First off, I’m a big fan of Italian genre cinema in general and of the director Antonio Margheriti in particular. This isn’t film as art but commerce. The Italians were experts at exploiting the popularity of various American films and selling the imitations worldwide. This particular film is (obviously) derivative of Indiana Jones with a little James Bond thrown in.
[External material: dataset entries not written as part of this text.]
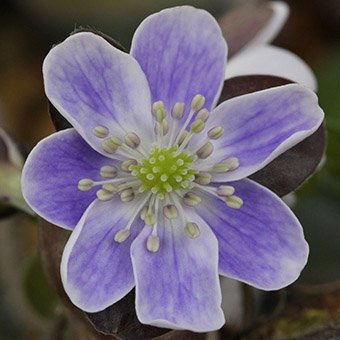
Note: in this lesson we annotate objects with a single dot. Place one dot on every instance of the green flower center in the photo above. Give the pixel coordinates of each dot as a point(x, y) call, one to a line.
point(165, 170)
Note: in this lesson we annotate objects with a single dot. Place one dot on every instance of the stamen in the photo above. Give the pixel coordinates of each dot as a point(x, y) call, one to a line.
point(132, 140)
point(202, 178)
point(170, 211)
point(153, 243)
point(197, 102)
point(228, 164)
point(205, 151)
point(203, 115)
point(85, 184)
point(178, 110)
point(234, 202)
point(225, 190)
point(191, 199)
point(216, 132)
point(197, 126)
point(122, 235)
point(104, 195)
point(128, 164)
point(108, 171)
point(192, 229)
point(127, 195)
point(100, 131)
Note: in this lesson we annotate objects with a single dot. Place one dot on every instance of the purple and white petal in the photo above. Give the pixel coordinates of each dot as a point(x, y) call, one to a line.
point(93, 84)
point(274, 61)
point(272, 28)
point(182, 52)
point(262, 243)
point(96, 270)
point(260, 126)
point(51, 174)
point(178, 287)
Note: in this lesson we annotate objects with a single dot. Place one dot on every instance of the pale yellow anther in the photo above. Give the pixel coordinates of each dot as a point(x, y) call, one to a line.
point(225, 190)
point(153, 243)
point(100, 131)
point(178, 110)
point(104, 195)
point(205, 151)
point(234, 202)
point(110, 188)
point(228, 164)
point(191, 199)
point(108, 171)
point(197, 126)
point(150, 218)
point(127, 195)
point(203, 178)
point(216, 132)
point(128, 164)
point(203, 115)
point(170, 211)
point(183, 136)
point(192, 229)
point(159, 105)
point(85, 184)
point(197, 102)
point(132, 140)
point(121, 235)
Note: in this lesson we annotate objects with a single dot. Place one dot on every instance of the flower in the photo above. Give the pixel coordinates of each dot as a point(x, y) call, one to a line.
point(152, 178)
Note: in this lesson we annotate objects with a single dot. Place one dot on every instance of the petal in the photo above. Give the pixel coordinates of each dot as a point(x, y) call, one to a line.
point(178, 287)
point(270, 60)
point(261, 22)
point(96, 270)
point(262, 125)
point(92, 83)
point(182, 52)
point(261, 243)
point(51, 175)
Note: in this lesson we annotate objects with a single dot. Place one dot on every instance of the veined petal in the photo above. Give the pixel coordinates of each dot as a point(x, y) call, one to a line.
point(92, 83)
point(182, 52)
point(260, 126)
point(95, 269)
point(178, 287)
point(261, 243)
point(274, 61)
point(51, 174)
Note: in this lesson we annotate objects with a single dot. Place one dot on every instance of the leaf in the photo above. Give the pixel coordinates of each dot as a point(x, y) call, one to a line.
point(288, 171)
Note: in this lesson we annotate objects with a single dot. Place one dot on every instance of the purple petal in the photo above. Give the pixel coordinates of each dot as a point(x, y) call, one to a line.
point(178, 287)
point(182, 52)
point(261, 243)
point(92, 83)
point(96, 270)
point(273, 61)
point(260, 126)
point(51, 175)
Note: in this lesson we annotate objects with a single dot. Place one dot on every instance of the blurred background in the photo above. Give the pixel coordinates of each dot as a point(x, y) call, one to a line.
point(28, 30)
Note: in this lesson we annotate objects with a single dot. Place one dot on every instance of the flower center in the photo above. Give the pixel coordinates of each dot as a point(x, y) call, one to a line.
point(165, 170)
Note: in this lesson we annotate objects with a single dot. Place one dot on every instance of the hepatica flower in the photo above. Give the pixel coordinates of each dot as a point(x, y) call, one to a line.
point(152, 178)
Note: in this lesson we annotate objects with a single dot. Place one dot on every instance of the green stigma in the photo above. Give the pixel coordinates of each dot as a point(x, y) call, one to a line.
point(165, 170)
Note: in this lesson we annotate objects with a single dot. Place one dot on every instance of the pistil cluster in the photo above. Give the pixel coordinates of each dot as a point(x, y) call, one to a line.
point(167, 179)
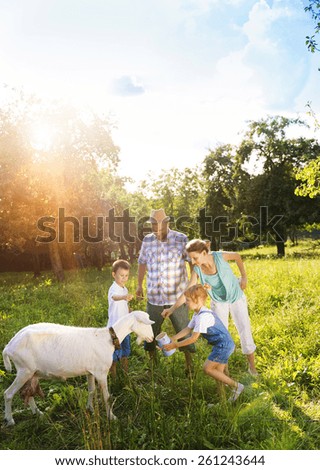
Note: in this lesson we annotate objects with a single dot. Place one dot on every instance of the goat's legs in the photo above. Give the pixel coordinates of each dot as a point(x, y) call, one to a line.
point(23, 375)
point(91, 389)
point(104, 387)
point(35, 410)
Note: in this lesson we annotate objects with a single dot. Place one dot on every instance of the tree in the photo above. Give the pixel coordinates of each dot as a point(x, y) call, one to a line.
point(38, 178)
point(314, 9)
point(280, 158)
point(225, 177)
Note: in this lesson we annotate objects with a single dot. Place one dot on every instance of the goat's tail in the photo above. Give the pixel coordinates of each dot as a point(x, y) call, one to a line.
point(6, 360)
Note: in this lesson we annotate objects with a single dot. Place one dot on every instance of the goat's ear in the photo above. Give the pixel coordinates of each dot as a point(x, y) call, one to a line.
point(142, 316)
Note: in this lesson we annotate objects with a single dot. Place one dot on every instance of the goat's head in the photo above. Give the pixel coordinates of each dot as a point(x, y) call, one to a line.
point(142, 326)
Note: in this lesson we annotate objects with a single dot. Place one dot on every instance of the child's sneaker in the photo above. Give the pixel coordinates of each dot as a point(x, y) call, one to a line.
point(237, 392)
point(254, 373)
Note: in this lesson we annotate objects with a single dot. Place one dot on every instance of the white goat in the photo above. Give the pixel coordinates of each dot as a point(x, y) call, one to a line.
point(56, 351)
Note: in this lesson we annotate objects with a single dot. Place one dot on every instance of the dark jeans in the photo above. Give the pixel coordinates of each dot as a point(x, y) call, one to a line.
point(179, 320)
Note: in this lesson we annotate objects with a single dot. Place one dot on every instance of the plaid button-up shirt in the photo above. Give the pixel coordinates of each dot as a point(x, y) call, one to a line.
point(167, 276)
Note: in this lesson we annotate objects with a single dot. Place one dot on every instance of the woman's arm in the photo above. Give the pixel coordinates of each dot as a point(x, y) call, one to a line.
point(233, 256)
point(180, 344)
point(181, 300)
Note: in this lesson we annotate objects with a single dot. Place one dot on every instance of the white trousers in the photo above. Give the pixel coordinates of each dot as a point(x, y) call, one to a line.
point(240, 315)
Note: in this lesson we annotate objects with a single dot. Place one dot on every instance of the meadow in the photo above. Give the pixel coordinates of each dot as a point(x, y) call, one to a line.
point(160, 407)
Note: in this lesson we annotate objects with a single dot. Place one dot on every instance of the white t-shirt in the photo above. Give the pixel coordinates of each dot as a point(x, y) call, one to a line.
point(200, 322)
point(117, 308)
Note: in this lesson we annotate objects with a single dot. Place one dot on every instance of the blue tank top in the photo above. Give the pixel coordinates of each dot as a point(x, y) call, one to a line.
point(224, 284)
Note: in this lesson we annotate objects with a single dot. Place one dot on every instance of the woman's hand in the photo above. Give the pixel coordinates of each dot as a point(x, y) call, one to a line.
point(243, 282)
point(168, 347)
point(166, 312)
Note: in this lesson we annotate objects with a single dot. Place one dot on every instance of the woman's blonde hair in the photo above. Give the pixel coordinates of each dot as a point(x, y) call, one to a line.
point(197, 245)
point(196, 293)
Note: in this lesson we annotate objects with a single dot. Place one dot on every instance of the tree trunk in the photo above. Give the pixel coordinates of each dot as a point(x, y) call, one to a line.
point(55, 259)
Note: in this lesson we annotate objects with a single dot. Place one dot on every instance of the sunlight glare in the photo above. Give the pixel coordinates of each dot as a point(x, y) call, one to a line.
point(41, 136)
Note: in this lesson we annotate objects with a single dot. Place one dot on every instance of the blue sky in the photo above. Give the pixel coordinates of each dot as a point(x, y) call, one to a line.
point(178, 76)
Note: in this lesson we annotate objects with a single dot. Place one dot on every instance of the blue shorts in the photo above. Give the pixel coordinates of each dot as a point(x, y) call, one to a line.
point(124, 351)
point(221, 352)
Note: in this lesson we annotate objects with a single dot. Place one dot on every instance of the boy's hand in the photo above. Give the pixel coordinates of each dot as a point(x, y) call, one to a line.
point(166, 313)
point(243, 282)
point(168, 347)
point(139, 293)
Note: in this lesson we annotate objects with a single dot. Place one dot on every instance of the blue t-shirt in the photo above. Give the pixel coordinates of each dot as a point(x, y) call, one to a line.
point(210, 327)
point(224, 284)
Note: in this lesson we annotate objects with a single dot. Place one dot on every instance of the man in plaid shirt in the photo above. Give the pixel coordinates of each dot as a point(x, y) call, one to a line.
point(163, 257)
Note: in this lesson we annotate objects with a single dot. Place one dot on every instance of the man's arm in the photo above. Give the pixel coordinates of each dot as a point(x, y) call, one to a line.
point(142, 268)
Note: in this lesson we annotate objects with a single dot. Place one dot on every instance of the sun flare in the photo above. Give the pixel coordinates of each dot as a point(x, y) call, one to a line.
point(41, 136)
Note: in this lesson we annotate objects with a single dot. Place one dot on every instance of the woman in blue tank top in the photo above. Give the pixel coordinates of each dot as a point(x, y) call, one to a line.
point(205, 323)
point(225, 289)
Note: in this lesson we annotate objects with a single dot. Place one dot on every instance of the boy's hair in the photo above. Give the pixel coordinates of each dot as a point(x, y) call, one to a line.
point(197, 292)
point(197, 245)
point(120, 264)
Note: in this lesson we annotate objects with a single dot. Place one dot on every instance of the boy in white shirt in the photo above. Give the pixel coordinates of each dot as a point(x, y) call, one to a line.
point(204, 322)
point(118, 298)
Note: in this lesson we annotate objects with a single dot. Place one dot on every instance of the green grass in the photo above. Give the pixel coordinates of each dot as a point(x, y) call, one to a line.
point(161, 408)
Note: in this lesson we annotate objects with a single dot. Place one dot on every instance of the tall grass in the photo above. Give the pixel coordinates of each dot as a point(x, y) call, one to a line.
point(160, 407)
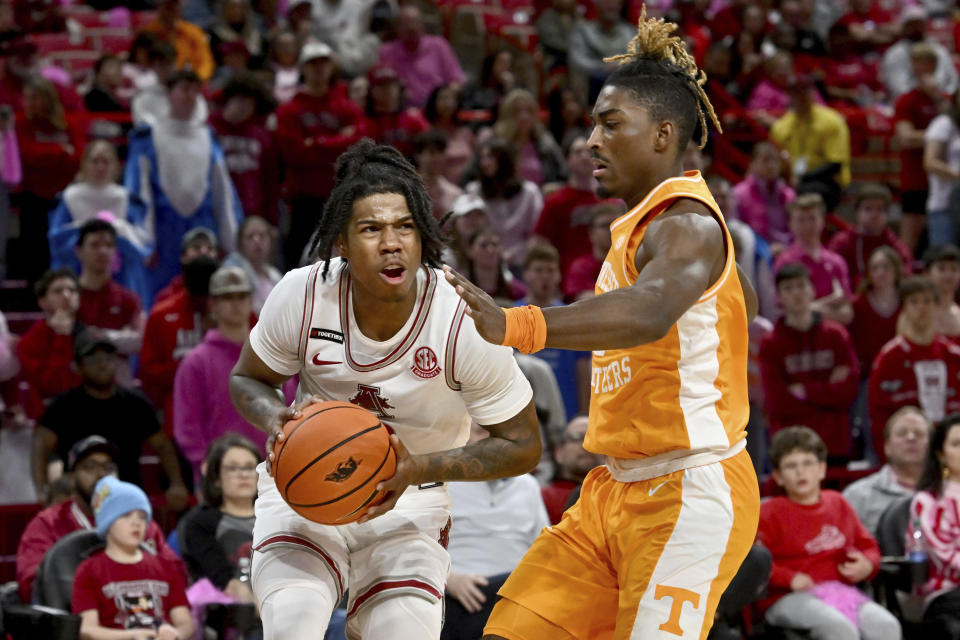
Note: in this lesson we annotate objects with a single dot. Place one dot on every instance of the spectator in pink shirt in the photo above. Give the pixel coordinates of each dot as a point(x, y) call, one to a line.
point(763, 197)
point(422, 61)
point(828, 271)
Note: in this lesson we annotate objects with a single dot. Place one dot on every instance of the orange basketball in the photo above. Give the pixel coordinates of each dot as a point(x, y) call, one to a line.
point(328, 465)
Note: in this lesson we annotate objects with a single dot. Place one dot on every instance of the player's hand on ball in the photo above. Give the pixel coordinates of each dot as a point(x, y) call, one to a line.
point(407, 473)
point(487, 315)
point(465, 587)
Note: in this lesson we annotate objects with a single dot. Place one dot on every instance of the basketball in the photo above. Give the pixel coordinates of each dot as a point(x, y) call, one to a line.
point(328, 465)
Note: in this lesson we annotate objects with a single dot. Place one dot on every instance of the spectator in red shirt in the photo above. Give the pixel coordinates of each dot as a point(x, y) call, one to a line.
point(820, 549)
point(46, 349)
point(808, 366)
point(828, 271)
point(390, 122)
point(313, 129)
point(913, 111)
point(918, 367)
point(50, 156)
point(581, 278)
point(104, 304)
point(248, 148)
point(566, 214)
point(872, 209)
point(90, 460)
point(174, 327)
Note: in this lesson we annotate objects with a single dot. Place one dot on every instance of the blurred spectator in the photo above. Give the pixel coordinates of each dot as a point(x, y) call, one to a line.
point(248, 148)
point(236, 24)
point(390, 121)
point(46, 349)
point(935, 519)
point(120, 587)
point(827, 270)
point(345, 26)
point(876, 306)
point(593, 40)
point(541, 277)
point(177, 168)
point(216, 538)
point(808, 366)
point(871, 206)
point(554, 27)
point(763, 197)
point(896, 68)
point(105, 94)
point(495, 81)
point(284, 54)
point(99, 406)
point(913, 112)
point(942, 266)
point(202, 410)
point(539, 158)
point(468, 216)
point(174, 327)
point(89, 460)
point(50, 157)
point(581, 277)
point(941, 160)
point(423, 62)
point(256, 247)
point(196, 242)
point(495, 524)
point(193, 49)
point(815, 136)
point(573, 464)
point(905, 439)
point(487, 268)
point(443, 111)
point(315, 127)
point(820, 550)
point(110, 307)
point(566, 214)
point(97, 196)
point(918, 367)
point(513, 204)
point(429, 152)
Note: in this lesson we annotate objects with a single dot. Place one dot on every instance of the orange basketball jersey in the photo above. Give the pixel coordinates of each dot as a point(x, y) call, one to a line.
point(688, 390)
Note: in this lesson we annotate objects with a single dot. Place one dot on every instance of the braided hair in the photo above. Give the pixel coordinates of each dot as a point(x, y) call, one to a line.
point(665, 79)
point(367, 169)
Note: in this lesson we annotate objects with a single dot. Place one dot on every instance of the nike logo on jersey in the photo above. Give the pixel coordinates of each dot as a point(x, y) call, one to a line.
point(657, 488)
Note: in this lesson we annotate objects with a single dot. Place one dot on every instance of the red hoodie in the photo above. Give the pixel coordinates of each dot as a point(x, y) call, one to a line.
point(905, 373)
point(789, 356)
point(811, 539)
point(309, 135)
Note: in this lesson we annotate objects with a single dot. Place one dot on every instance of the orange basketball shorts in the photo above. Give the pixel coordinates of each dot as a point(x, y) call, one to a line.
point(640, 560)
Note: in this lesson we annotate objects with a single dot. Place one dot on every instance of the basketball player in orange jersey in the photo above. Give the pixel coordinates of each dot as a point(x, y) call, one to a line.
point(380, 327)
point(661, 528)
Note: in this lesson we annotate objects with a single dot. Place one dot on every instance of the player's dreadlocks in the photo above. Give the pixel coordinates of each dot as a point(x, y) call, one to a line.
point(366, 169)
point(664, 77)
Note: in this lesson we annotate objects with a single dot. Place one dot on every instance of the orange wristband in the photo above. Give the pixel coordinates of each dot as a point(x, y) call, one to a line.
point(526, 329)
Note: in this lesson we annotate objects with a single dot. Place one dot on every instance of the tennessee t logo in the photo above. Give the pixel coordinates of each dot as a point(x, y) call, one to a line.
point(679, 596)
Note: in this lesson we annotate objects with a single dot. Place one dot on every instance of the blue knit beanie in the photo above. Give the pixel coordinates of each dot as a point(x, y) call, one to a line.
point(114, 499)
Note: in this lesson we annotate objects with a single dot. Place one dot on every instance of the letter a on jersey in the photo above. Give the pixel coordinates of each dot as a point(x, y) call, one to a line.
point(370, 399)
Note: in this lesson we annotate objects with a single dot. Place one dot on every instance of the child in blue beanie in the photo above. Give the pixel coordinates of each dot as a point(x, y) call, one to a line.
point(123, 587)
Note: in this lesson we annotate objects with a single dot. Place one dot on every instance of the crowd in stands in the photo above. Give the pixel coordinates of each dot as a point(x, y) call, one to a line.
point(163, 163)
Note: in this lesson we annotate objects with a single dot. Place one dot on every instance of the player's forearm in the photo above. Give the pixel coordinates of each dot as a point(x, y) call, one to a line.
point(259, 403)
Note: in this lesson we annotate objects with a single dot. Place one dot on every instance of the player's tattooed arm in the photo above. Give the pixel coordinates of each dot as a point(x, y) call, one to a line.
point(513, 448)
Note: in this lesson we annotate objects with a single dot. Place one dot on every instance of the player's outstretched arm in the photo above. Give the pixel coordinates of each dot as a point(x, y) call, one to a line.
point(681, 256)
point(513, 448)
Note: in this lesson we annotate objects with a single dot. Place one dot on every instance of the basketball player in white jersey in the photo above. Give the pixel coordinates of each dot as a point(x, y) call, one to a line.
point(380, 327)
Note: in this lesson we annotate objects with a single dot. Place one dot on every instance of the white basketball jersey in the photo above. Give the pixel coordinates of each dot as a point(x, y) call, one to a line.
point(425, 382)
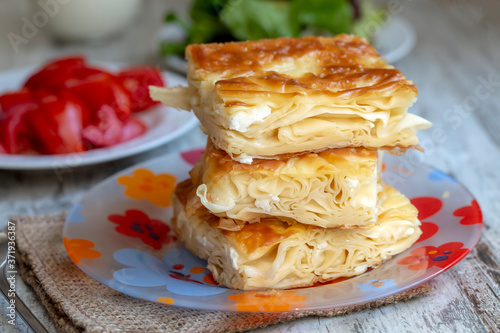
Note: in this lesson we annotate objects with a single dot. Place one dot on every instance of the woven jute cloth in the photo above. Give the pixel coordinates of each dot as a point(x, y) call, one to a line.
point(78, 303)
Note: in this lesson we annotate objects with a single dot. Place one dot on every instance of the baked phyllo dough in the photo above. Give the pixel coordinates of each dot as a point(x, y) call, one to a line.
point(333, 188)
point(274, 254)
point(287, 95)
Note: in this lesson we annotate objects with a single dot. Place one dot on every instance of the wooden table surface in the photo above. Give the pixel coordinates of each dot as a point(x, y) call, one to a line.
point(457, 54)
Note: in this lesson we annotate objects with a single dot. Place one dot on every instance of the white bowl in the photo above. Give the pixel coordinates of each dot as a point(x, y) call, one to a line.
point(85, 20)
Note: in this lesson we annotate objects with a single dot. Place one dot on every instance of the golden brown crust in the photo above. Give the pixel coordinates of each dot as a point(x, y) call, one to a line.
point(341, 50)
point(345, 82)
point(225, 163)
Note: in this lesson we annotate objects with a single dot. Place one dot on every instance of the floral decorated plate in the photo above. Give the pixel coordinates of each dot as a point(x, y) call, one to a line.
point(119, 234)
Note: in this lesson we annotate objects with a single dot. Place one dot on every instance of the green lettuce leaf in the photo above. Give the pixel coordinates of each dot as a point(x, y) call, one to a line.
point(321, 16)
point(256, 19)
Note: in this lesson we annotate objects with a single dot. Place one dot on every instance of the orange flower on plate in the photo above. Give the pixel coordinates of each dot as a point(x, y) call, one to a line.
point(166, 300)
point(144, 184)
point(266, 300)
point(80, 248)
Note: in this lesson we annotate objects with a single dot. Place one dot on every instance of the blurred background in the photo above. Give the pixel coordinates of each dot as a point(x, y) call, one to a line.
point(449, 48)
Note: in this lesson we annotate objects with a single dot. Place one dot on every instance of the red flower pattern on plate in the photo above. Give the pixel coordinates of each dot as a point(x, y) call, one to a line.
point(427, 206)
point(470, 214)
point(137, 224)
point(443, 256)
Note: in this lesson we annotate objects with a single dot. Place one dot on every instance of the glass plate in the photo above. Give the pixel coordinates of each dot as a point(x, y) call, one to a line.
point(114, 235)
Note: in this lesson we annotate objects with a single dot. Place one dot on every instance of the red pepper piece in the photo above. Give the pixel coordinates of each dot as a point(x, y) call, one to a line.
point(53, 76)
point(137, 81)
point(106, 131)
point(14, 132)
point(58, 123)
point(99, 90)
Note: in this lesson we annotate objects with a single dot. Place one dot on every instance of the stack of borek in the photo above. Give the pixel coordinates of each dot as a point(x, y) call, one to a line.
point(288, 192)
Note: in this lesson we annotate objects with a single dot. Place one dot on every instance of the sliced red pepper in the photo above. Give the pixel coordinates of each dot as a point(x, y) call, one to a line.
point(132, 129)
point(14, 132)
point(53, 76)
point(58, 123)
point(137, 81)
point(106, 131)
point(14, 101)
point(100, 90)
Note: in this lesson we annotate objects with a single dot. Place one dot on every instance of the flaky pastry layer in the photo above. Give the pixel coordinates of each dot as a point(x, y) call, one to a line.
point(333, 188)
point(274, 254)
point(271, 97)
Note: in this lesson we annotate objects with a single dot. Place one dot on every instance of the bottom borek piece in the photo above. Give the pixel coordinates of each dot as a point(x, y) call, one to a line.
point(274, 254)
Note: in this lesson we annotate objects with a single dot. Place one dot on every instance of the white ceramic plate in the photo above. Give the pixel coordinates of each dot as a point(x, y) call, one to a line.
point(164, 125)
point(119, 234)
point(396, 39)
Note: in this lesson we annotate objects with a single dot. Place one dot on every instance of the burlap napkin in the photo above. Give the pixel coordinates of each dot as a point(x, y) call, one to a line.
point(78, 303)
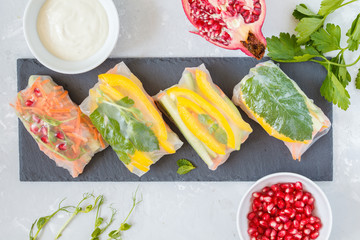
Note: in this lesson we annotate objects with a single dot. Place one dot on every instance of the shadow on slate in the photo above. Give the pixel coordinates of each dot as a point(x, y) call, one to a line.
point(259, 155)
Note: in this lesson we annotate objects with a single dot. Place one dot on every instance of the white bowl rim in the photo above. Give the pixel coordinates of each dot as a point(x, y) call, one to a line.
point(105, 55)
point(301, 178)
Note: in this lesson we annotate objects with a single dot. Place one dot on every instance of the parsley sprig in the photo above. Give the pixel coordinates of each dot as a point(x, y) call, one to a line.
point(313, 40)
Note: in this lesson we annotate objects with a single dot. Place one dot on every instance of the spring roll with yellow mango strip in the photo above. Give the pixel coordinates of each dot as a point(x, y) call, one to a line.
point(205, 115)
point(128, 119)
point(276, 102)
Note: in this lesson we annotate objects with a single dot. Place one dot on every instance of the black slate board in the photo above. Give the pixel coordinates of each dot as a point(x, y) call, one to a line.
point(259, 155)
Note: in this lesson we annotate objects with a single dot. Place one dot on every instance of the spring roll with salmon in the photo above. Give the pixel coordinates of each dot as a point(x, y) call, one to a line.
point(60, 129)
point(205, 116)
point(276, 102)
point(128, 119)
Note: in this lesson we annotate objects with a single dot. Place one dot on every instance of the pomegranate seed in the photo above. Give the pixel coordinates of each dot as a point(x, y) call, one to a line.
point(311, 201)
point(29, 103)
point(314, 235)
point(34, 128)
point(60, 135)
point(266, 217)
point(307, 231)
point(45, 139)
point(307, 210)
point(281, 204)
point(267, 199)
point(273, 224)
point(256, 194)
point(299, 204)
point(287, 225)
point(298, 236)
point(37, 92)
point(265, 189)
point(36, 118)
point(267, 232)
point(317, 226)
point(284, 219)
point(293, 231)
point(298, 185)
point(62, 146)
point(309, 226)
point(251, 231)
point(282, 233)
point(275, 187)
point(296, 224)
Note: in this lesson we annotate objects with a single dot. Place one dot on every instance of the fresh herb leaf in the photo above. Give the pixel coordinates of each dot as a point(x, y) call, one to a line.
point(185, 166)
point(329, 40)
point(79, 209)
point(116, 234)
point(125, 226)
point(183, 162)
point(42, 222)
point(185, 169)
point(285, 48)
point(328, 6)
point(333, 91)
point(306, 27)
point(354, 34)
point(126, 102)
point(303, 11)
point(296, 121)
point(220, 135)
point(357, 80)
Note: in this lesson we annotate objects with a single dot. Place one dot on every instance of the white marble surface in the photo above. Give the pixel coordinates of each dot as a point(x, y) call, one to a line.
point(171, 210)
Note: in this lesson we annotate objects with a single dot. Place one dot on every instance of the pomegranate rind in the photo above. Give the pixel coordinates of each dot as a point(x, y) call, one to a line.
point(252, 42)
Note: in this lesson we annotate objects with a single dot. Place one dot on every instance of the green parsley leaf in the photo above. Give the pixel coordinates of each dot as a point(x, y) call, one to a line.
point(285, 48)
point(126, 102)
point(328, 6)
point(185, 166)
point(329, 40)
point(333, 91)
point(185, 169)
point(357, 80)
point(303, 11)
point(354, 34)
point(306, 27)
point(125, 226)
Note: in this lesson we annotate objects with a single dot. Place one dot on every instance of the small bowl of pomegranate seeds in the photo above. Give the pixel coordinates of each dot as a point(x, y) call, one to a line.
point(284, 206)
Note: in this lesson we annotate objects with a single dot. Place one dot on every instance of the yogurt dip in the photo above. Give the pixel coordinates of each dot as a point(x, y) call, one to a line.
point(72, 30)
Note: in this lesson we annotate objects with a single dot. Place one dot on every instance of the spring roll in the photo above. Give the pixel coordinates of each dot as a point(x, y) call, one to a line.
point(60, 129)
point(128, 119)
point(276, 102)
point(205, 116)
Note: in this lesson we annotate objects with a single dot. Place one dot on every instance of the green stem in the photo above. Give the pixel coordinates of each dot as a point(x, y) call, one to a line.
point(66, 223)
point(336, 64)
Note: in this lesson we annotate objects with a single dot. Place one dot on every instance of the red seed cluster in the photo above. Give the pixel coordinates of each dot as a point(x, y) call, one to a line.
point(283, 212)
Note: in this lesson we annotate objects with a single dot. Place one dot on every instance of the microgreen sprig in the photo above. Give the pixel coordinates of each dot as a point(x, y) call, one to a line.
point(124, 226)
point(42, 221)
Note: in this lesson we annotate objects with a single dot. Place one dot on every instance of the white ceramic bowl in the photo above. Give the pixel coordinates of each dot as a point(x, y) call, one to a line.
point(322, 205)
point(59, 65)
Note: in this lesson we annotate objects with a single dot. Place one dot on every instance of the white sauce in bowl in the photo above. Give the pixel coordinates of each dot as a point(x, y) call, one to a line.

Margheriti was a very competent director who elevated the cheap films he directed. He almost always assembles a solid cast (as is the case in Ark of the Sun God) and packs his movies full of outlandish special effects. His use of miniatures is especially impressive although this film doesn’t reflect his best use of them. Although I have high praise for his work both in this film and others, many people will laugh at what is presented. It is a cheap film and the FX aren’t always anywhere near Hollywood standards. But Margheriti still consistently produced entertaining films, on the cheap, with exotic locations (in this case Turkey), and wild FX. It’s the cinema equivalent of a comic book from the 50s…cheap, disposable, juvenile, but fun as hell.
As to this film in particular, Ark of the Sun God is an entertaining adventure film that takes place mostly in Turkey. David Warbeck is solid (as usual) as the lead, as is John Steiner who takes on a secondary role. Lucinno Pigozzi, who is a regular in Antonio Margheriti’s films, returns here as Beetle–he was a very solid character actor little known outside of Italy. Of course the whole movie is dubbed (many Italian genre films of the era were filmed without sound and dubbed in post-production). The plot involves finding and stealing a valuable artifact from an ancient tomb, all the while being chased by various goons. Standard boilerplate nonsense. The whole thing is utterly ridiculous and disposable. If you’re looking for innovative cinema, look elsewhere. But the movie is fun in the same way as those old comic books were. They were pretty much considered disposable schlock as well until folks began to appreciate the talent that went into creating them.